I wouldn't hunt a boxer if it would catch the hog...tie it up..and drag it to the truck......


----------



## chiefsquirrel83

My boy(Gauge) can catch some hogs!


----------



## HOGDOG76

THERE ARE EXCEPTIONS TO EVERY BREED BUT THAT VIDEO SHOWED A CUR CAUGHT ON A 60LB PIG AND THE BOXER BITING AND PULLING BACK.ANYBODY WHO THINKS THAT IS A CATCH DOG NEEDS A LIL MORE EXPERIENCE.


----------



## catch-n-tie

they make good pets


----------



## zack76

The only problem I see with a boxer is a short lifespan. The avg. is only 7-8 yrs buy the time they are old/built enough to hunt your only gonna get 2-4 yrs of hunt. I love boxers but I want a huntin buddy thats gonna be around for longer barring serious injury. But that is not to say that a boxer can't catch. They are strong, well built, and very trainable. Point is get out there with different dogs watch them work breed for what you like and hunt with what you like. Never let a single animal or person sway your opions without seeing for yourself.


----------



## chiefsquirrel83

zack76 said:


> The only problem I see with a boxer is a short lifespan. The avg. is only 7-8 yrs buy the time they are old/built enough to hunt your only gonna get 2-4 yrs of hunt. I love boxers but I want a huntin buddy thats gonna be around for longer barring serious injury. But that is not to say that a boxer can't catch. They are strong, well built, and very trainable. Point is get out there with different dogs watch them work breed for what you like and hunt with what you like. Never let a single animal or person sway your opions without seeing for yourself.



do what???? I have had boxers and pits most my life....they have all lived over 10....American Bulldogs are the one's I see with a short life span


----------



## alpha1

*hog dogs*

I like certain lines that consistently produce dogs, but each dog is an individual.  I would say that theres probably a few full bred  boxers out there that could get it done.  Boxers do cross well with other dogs though.  I know theres a little boxer in the campbell cur line, not a lot but still some there and they are good dogs.


----------



## WolfPack

The Aussies use them a lot in their lines...calling them Bull Arabs I believe.  And we know they are puttin a hurting on the hogs down yonder.


----------



## JohnE

WolfPack said:


> The Aussies use them a lot in their lines...calling them Bull Arabs I believe.  And we know they are puttin a hurting on the hogs down yonder.
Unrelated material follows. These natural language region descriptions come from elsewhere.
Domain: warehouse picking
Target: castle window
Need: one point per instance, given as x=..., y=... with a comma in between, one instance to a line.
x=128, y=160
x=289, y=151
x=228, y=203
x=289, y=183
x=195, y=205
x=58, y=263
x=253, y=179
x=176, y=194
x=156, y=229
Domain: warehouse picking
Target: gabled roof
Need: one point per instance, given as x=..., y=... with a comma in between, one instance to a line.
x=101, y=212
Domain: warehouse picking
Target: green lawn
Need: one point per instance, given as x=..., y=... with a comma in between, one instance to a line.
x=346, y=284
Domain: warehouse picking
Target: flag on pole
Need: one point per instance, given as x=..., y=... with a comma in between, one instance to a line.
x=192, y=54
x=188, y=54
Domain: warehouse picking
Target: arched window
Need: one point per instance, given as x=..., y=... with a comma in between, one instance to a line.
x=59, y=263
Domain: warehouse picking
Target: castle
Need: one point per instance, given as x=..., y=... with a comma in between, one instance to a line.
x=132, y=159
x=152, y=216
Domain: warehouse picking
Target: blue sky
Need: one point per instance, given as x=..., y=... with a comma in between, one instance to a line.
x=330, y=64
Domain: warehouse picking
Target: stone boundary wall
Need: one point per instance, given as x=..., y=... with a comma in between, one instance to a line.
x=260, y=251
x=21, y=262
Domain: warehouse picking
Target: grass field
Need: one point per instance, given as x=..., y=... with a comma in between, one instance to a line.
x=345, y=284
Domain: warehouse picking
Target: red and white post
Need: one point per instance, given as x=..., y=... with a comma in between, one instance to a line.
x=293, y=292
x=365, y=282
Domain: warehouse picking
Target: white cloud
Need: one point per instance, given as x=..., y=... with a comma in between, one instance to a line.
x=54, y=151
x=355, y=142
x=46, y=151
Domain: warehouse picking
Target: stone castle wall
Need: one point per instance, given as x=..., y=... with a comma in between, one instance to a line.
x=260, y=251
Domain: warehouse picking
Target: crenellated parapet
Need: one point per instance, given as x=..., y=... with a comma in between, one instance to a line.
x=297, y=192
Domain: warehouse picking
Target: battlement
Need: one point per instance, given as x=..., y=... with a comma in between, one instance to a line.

Bull arabs are GSP, English bull terrier, and Greyhound. 
No boxer.

But yes I will agree with you, SOME use boxers in their mixes because boxers and english bull terriers are the only bully breeds that are legal to have in Australia.


----------



## JohnE

COLDBORE said:


> ok gentlemen you are taking the focus of a very good discussion. do boxers make for good hog dogs the answer is yes they make great catch or bay dogs. They are in my opinion better runners than pit bulls so the can be used as a chase / bay dog. Not to say pit bulls can't run its just boxers legs are longer than the pits. they also have a very strong jaw which is very similar to a pit bulls if not stronger. but the best quality about boxers that they are problem solvers and the are one of the toughest breeds out there. Now there are many mixes and pure breeds out there that can be used for catch dogs or a chase / bay dogs. But there are very few dogs that can do both and do both well. Boxers are one that can and are doing both well. But the bottom line is that regardless the breed the dog must be willing to stare a large hog in the face and still want to close the distance.



Why would you want to have a dog that would bay or catch?

I want a bay dog that is a bay dog, and a catch dog that is a catch dog. No inbetween.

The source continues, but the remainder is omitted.